El otro efecto inmediato es que, en principio, Carles Puigdemont no podrá ser juzgado en España por rebelión, una vez que se proceda a su extradición parcial. Eso será así siempre y cuando antes de ello no haya un tribunal alemán de mayor rango que, en un recurso, corrija al Tribunal Superior. La defensa del que fuera President de la Generalitat debe valorar si le conviene aceptar la decisión en sus términos y permitir su entrega a España. Si lo consigue, se dará la paradoja de que el expresidente del gobierno autonómico no podrá ser juzgado por los cargos que se le imputan a sus consejeros. Será el único que no podrá ser suspendido provisionalmente de sus derechos como diputado autonómico. En términos políticos ello plantea un problema de primera magnitud que amenaza con cargarse la estrategia del Gobierno español.

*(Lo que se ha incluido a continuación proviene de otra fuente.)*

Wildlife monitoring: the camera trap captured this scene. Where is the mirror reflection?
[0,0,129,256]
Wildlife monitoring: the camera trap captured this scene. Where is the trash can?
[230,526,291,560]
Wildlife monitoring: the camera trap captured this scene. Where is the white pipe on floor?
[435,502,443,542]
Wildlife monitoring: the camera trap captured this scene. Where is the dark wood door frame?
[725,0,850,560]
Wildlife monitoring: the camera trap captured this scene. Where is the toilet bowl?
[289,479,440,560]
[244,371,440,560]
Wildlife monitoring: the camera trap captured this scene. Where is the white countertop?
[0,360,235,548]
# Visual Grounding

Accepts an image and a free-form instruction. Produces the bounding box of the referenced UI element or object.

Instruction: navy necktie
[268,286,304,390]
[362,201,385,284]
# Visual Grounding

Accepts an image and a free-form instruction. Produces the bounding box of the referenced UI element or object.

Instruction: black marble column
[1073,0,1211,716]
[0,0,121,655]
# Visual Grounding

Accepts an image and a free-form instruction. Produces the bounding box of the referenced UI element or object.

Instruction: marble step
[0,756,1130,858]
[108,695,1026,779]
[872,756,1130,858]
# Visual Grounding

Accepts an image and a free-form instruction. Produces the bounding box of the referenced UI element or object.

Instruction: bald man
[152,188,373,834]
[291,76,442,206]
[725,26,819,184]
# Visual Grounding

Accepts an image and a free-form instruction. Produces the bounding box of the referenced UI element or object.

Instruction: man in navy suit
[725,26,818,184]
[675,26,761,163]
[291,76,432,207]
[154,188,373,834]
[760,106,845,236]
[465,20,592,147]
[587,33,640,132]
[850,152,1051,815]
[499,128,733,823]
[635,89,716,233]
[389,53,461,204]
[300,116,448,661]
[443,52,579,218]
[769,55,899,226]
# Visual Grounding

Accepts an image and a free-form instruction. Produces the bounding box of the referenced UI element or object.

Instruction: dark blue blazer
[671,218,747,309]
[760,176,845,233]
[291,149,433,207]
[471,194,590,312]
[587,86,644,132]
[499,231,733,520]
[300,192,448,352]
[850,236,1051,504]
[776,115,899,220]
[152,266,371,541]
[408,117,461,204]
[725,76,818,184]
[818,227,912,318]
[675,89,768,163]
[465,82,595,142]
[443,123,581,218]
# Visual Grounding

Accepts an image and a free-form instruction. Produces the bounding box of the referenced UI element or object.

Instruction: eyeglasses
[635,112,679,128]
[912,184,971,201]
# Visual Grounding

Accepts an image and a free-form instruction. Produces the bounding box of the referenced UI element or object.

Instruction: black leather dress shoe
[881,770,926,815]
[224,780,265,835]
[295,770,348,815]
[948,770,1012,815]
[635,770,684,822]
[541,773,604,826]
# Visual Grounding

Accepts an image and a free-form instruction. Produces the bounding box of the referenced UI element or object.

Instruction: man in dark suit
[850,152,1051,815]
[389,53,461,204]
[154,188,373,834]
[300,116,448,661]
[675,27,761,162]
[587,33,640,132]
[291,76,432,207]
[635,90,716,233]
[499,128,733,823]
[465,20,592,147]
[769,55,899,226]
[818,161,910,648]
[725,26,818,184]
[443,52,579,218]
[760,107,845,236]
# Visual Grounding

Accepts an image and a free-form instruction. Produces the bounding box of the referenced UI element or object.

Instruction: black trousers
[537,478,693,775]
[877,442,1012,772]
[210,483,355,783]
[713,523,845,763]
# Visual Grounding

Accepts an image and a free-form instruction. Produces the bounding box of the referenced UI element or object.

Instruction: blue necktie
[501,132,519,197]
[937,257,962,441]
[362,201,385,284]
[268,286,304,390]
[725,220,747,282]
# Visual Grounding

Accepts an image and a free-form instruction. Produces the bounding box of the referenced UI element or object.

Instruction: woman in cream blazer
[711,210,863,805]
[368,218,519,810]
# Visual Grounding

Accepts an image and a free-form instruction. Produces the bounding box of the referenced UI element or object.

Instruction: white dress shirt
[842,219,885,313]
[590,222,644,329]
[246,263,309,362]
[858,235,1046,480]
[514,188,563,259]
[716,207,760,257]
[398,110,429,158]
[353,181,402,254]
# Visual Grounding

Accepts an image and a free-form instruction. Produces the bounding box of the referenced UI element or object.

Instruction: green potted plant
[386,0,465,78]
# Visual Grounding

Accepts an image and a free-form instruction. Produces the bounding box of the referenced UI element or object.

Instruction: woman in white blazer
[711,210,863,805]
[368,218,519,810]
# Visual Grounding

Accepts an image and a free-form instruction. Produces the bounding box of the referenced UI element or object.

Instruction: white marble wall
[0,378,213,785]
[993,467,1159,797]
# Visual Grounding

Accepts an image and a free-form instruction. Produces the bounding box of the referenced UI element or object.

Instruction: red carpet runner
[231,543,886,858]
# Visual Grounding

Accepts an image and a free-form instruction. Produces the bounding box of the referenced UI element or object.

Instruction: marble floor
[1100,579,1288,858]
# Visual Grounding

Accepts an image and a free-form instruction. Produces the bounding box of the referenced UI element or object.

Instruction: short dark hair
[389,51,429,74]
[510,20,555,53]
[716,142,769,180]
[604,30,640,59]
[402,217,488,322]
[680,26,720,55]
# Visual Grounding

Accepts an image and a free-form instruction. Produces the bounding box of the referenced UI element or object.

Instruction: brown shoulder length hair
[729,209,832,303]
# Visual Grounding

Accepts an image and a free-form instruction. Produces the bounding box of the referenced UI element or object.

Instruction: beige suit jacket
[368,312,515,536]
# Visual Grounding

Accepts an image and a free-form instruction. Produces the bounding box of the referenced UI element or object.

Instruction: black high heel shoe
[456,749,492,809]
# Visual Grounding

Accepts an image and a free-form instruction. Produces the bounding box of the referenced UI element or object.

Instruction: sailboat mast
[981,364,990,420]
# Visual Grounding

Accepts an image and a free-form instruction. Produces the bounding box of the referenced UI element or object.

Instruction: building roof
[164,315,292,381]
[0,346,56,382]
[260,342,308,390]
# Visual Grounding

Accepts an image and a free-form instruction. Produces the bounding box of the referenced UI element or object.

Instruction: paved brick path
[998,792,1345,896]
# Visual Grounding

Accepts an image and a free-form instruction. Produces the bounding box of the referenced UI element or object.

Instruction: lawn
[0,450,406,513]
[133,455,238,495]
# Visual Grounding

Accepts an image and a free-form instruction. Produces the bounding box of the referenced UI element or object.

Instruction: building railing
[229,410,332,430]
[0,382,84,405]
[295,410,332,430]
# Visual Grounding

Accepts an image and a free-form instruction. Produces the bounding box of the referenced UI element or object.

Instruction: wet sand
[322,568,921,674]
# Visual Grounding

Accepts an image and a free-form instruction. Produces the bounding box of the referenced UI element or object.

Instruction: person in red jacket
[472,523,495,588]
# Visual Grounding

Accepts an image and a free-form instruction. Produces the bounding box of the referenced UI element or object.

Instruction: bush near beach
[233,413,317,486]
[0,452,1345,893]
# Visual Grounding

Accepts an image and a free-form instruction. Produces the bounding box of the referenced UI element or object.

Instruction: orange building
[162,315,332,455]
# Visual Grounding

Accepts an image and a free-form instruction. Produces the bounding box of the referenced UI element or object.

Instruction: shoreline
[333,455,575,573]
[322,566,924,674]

En un mundo ideal, la decisión alemana podría abrir la puerta a una salida negociada. Cualquier solución de este tipo debe ser política y seguramente tiene que pasar por la libertad de los cargos políticos imputados, así como por una hoja de ruta en la que se asuman compromisos que respeten la legalidad, permitiendo al mismo tiempo reformas constitucionales relevantes. No parece que ninguna de las partes vaya a aprovechar el momento para esto. Desde el lado independentista han conseguido una baza importante para denunciar los excesos de un pode público español que defiende la Constitución incumpliéndola y saltándose la ley. Y la van a usar. Desde el otro lado, es difícil que el Presidente del Gobierno se decida de una vez a dejar de esconderse detrás de los jueces y asuma su papel político. Así que por ahí se barrunta más dureza judicial. Seguramente el nuevo argumento para ello sea que al fin y al cabo la decisión alemana es una decisión judicial, tan legítima como las de los jueces españoles.
Como si, visto lo visto, en este asunto fueran iguales los jueces españoles que los alemanes.